# Notes on non-parametric regression & smoothing

Ordinary least squares regression analysis makes a few strong assumptions about the data:

• A linear relationship of y to the x’s, so that $$y | x = f(x) + \epsilon$$ • That the conditional distribution of y is, except for its mean, everywhere the same, and that this distribution is a normal distribution $$y \sim \mathcal{N}(f(x), \sigma)$$ • That observations are sampled independently, so the $$y_i$$ and $$y_j$$ are independent for $$i \neq j$$.

There are a number of ways in this things can go wrong, for example:
• The errors may not be independent (common in time series data)
• The conditional variance of the residual error may not be constant in $$x$$
• The conditional distribution of $$y$$ may be very non-Gaussian.

There are a few ways out, centering around non-parametric methods.

Kernel Estimation: This is really a non-parametric smoothing method. The y value estimated for a given input x depends upon the weight of each labelled data point which in turn depends upon the distance between the input x and the labelled data points.

$$\hat{y} = \frac{\sum_i w_i y_i}{\sum_i w_i},$$ where $$w_i = K(\frac{x - x_i}{h})$$. $$K(\cdot)$$ is a Kernel function, commonly taken to be the Gaussian Kernel, and $$h$$ is a bandwidth parameter that dictates the extent to which labelled data points exert their influence in the weighted average. The weighted estimator is also called a Nadaraya-Watson Estimator. Unlike LOESS however, there is no fitting of parameters involved.
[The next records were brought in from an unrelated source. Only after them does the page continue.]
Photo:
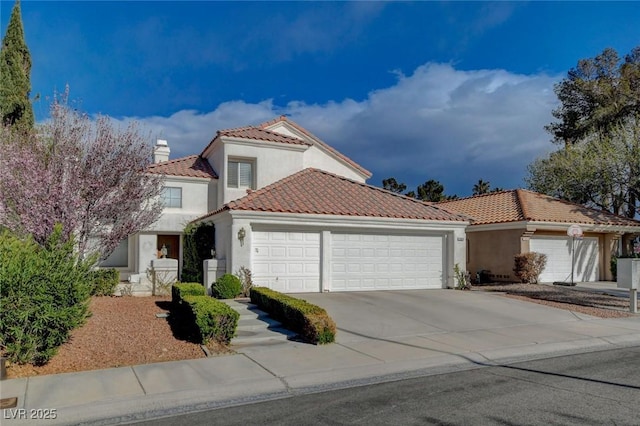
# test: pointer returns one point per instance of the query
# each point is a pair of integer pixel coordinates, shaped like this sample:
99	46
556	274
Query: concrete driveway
449	321
387	333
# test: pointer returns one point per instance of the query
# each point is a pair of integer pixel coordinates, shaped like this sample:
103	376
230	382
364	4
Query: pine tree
15	75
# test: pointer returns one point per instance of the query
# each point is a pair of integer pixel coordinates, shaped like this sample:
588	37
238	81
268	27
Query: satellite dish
574	231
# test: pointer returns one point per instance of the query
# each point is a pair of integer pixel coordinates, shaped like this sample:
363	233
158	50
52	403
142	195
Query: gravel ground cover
126	331
121	331
569	298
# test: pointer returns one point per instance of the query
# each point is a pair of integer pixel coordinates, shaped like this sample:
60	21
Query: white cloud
438	123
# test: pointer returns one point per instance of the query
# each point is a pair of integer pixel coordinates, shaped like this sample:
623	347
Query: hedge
44	294
180	290
211	319
104	281
227	286
529	266
310	321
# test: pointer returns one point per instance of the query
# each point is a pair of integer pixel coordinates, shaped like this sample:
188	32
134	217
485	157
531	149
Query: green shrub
199	240
44	294
244	274
104	281
311	321
613	265
227	287
180	290
529	266
211	319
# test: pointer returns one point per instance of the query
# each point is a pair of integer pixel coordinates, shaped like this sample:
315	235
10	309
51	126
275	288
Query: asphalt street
586	389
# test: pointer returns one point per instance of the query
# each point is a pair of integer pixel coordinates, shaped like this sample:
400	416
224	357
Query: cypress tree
15	75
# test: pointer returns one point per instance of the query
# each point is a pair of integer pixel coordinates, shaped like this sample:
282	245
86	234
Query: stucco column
609	248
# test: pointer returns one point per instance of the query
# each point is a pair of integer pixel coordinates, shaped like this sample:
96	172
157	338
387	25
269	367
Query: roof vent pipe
161	151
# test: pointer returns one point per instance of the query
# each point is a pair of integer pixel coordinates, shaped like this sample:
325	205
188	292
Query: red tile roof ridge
199	165
284	118
572	204
236	131
244	203
487	194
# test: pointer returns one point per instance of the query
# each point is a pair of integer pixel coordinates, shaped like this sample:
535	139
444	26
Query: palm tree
481	187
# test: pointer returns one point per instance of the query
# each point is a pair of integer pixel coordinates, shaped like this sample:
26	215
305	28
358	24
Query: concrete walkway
382	336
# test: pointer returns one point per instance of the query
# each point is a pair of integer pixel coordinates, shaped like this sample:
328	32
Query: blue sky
453	91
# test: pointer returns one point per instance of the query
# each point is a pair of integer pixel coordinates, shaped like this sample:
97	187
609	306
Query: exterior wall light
241	234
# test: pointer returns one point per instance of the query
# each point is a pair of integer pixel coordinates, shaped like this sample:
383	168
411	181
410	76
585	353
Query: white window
172	196
119	258
240	174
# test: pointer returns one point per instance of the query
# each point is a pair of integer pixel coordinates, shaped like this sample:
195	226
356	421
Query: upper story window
172	196
240	174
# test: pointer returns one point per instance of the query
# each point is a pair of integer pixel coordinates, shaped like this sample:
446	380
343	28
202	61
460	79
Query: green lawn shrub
104	281
211	319
180	290
227	286
310	321
529	266
199	240
44	294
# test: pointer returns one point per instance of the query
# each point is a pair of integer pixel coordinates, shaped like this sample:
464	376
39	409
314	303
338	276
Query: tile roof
316	140
261	134
191	166
313	191
523	205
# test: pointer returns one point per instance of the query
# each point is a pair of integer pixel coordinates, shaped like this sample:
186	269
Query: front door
171	243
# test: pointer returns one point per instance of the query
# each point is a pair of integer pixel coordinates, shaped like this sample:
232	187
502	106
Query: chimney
161	151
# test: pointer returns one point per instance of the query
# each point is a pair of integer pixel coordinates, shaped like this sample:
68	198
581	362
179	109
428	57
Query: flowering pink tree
87	175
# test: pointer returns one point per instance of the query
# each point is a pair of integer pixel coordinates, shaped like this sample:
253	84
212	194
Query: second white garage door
385	262
288	262
558	251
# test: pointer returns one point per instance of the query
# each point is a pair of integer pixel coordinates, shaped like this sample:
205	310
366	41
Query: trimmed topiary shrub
311	321
529	266
180	290
104	281
211	319
199	240
44	294
228	286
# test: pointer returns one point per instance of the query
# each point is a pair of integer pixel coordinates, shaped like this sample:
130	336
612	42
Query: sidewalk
281	368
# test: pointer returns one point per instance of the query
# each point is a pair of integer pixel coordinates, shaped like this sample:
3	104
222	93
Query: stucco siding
493	251
317	158
270	165
194	204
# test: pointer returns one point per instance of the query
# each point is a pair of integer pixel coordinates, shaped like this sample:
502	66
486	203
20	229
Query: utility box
628	273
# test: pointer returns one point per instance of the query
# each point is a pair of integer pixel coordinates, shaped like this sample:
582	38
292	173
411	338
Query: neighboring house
508	223
298	214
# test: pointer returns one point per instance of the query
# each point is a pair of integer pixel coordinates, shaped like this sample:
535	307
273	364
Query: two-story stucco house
299	215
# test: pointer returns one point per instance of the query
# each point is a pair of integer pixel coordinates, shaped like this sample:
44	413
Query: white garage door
558	251
385	262
288	262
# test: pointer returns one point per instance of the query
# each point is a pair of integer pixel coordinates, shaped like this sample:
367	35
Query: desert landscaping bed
584	302
122	331
126	331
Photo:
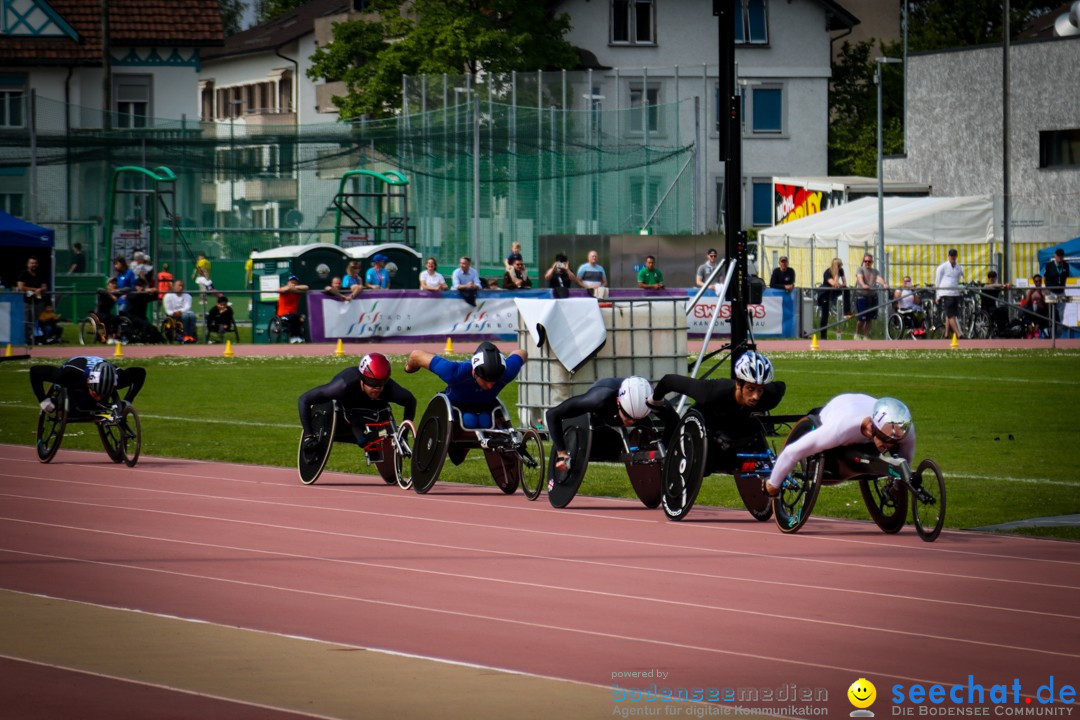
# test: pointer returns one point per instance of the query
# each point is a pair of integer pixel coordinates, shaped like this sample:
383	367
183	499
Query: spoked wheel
886	500
685	465
928	501
403	457
793	506
51	428
311	460
532	465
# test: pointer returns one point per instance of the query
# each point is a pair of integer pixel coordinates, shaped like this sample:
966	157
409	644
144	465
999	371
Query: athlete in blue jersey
472	385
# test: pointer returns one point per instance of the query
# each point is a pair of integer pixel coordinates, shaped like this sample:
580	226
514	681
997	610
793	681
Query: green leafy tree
416	37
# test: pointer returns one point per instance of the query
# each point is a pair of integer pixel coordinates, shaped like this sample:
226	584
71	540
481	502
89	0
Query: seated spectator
352	281
650	277
220	320
377	277
177	306
592	274
517	276
783	276
288	308
49	326
559	276
431	280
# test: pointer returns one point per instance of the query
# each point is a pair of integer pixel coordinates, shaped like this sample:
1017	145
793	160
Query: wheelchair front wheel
928	500
51	429
532	466
403	453
886	500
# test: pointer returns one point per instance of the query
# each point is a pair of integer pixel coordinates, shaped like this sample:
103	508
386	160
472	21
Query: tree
232	13
416	37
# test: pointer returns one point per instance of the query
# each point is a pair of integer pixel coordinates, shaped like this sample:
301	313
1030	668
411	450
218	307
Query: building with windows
656	52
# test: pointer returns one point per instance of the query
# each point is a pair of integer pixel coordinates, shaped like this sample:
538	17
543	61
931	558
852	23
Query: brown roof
283	29
132	23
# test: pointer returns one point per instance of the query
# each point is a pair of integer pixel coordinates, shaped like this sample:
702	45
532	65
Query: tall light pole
880	244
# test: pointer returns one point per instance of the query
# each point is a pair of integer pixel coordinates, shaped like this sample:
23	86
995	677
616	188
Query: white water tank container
644	337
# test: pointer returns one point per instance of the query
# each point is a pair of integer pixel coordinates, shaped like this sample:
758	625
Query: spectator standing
592	274
833	285
559	276
431	280
1056	273
783	276
78	259
650	277
517	276
867	281
377	277
177	304
706	268
288	307
947	282
466	280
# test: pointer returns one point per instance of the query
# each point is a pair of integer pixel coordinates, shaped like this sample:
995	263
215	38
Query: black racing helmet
488	363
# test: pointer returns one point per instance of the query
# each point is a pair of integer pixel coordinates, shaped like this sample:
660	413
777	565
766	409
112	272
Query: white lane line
498	620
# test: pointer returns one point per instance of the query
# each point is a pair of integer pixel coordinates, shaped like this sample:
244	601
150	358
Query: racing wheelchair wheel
564	485
405	439
432	443
531	463
51	426
798	493
685	465
928	501
886	499
311	461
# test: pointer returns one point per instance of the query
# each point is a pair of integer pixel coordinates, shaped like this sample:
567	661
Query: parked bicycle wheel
928	501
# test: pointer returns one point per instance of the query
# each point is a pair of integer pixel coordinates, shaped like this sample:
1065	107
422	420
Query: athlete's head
753	371
102	381
633	398
374	372
488	365
889	422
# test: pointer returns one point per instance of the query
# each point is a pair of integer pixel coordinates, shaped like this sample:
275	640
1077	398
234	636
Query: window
761	212
12	102
644	102
131	99
1060	148
633	23
752	23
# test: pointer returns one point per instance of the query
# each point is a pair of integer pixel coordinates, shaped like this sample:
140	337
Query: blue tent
1071	248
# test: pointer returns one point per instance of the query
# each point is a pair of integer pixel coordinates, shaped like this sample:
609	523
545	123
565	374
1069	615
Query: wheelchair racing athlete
850	419
90	381
727	405
364	393
610	403
472	385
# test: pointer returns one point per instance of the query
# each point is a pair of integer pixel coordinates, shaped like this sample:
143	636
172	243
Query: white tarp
966	220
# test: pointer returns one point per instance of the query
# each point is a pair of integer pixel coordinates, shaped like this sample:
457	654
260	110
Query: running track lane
606	586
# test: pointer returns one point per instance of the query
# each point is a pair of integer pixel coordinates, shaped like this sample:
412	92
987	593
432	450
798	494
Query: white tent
907	221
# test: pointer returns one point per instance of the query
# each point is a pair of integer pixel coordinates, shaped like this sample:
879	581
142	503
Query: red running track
604	587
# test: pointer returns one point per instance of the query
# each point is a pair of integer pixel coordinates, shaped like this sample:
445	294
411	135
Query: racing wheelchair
118	425
514	457
390	450
639	448
885	483
698	450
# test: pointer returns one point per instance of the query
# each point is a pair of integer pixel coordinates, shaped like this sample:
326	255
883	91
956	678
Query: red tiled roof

The y value is simply the weighted average of the y values of all other labelled data points.

LOWESS / LOWESS: A non-parametric method (i.e. the mount of data one needs to keep around for a model specification grows linearly with the amount of training data) where, for every new input x for which the value y is desired, one computes a weighted version of the quadratic loss used in OLS linear regression. A weight is attached to each training data point, and the weight of a training point depends upon its the distance from the new input x.

SVM regression: Transform data to a higher dimension using the kernel trick and then perform linear regression using a specific type of loss function (epsilon - insensitive) rather than the usual quadratic (squared loss) function. The epsilon-insensitive loss function encourages the support vectors to be sparse. Imagine doing polynomial regression in the original space by including polynomial terms of the data. The SVM regression achieves a similar effect via the non-linear kernel transform.
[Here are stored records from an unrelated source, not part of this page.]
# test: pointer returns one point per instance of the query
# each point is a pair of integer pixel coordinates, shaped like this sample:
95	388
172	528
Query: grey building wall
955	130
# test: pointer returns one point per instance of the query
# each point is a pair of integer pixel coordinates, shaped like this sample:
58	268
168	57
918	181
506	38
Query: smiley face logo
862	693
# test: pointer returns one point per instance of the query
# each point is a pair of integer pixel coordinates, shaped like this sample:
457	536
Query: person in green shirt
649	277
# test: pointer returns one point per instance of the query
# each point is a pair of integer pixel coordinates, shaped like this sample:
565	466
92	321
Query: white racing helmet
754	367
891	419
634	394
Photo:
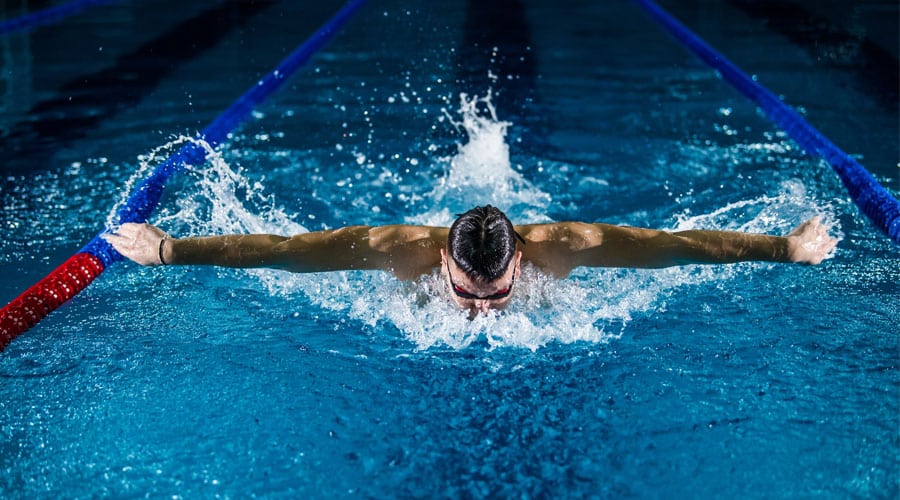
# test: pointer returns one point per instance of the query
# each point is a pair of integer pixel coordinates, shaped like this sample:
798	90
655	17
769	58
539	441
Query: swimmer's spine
882	208
75	274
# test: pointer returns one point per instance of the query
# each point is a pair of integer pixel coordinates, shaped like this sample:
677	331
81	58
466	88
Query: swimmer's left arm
603	245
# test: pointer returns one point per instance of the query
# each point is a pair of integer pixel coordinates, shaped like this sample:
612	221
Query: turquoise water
753	380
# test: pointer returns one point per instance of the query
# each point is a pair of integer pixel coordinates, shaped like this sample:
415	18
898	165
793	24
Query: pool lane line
49	15
880	206
88	100
80	270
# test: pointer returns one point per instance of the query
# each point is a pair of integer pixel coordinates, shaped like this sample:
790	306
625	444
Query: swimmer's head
481	261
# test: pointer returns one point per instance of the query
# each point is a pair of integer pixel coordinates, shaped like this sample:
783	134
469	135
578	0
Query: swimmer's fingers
137	242
810	242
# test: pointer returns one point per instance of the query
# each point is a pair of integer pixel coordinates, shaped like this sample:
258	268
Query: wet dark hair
482	242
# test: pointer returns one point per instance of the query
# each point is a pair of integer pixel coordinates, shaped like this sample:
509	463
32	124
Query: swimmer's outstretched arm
405	250
564	246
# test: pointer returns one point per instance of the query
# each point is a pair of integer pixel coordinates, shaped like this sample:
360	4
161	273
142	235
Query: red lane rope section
63	283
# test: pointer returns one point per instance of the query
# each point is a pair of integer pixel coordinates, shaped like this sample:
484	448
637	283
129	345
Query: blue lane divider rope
80	270
49	15
146	195
882	208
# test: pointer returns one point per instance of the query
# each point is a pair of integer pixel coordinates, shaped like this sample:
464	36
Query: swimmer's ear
519	236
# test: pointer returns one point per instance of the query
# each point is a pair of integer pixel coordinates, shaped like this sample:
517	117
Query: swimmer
480	255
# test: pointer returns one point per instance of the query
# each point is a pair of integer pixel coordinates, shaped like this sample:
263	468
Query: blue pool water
752	380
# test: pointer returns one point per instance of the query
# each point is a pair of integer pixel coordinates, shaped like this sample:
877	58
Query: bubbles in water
593	305
480	172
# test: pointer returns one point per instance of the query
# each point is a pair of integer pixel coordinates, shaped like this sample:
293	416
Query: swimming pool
753	380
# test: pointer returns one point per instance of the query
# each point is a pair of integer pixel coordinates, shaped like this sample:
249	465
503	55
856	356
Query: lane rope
76	273
49	15
880	206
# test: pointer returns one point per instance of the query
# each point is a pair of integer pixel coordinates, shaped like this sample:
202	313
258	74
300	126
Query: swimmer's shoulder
557	247
391	236
410	251
571	235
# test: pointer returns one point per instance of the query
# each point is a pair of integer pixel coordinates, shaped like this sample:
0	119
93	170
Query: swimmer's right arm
405	250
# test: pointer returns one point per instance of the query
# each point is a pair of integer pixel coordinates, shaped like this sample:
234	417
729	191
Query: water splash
593	305
481	172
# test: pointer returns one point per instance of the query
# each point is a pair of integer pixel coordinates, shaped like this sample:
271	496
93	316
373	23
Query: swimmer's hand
138	242
810	243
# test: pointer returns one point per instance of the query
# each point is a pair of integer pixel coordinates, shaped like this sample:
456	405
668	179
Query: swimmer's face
478	297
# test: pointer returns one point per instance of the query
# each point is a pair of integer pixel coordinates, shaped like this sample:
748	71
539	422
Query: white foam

Gaussian Process regression: Also a non-parametric method, somewhat similar to LOESS in spirit in that all the data points need to be kept around (as in any non-parametric method), but this is a Bayesian method in that it allows not just a point estimate of y for a new input x, but a complete posterior distribution. This is achieved by placing a prior distribution on the values of a Guassian Process (A GP is simply a collection of random variables, any subset of which have a joint Gaussian distribution) via a covariance kernel function that only specifies the covariance between two Guassian Random variables in the GP given their x values (typically, only the distance between their x values matters). The posterior distribution of Y values for a given set of input X values also turns out to be a Gaussian distribution with an easily computable mean and covariance matrix.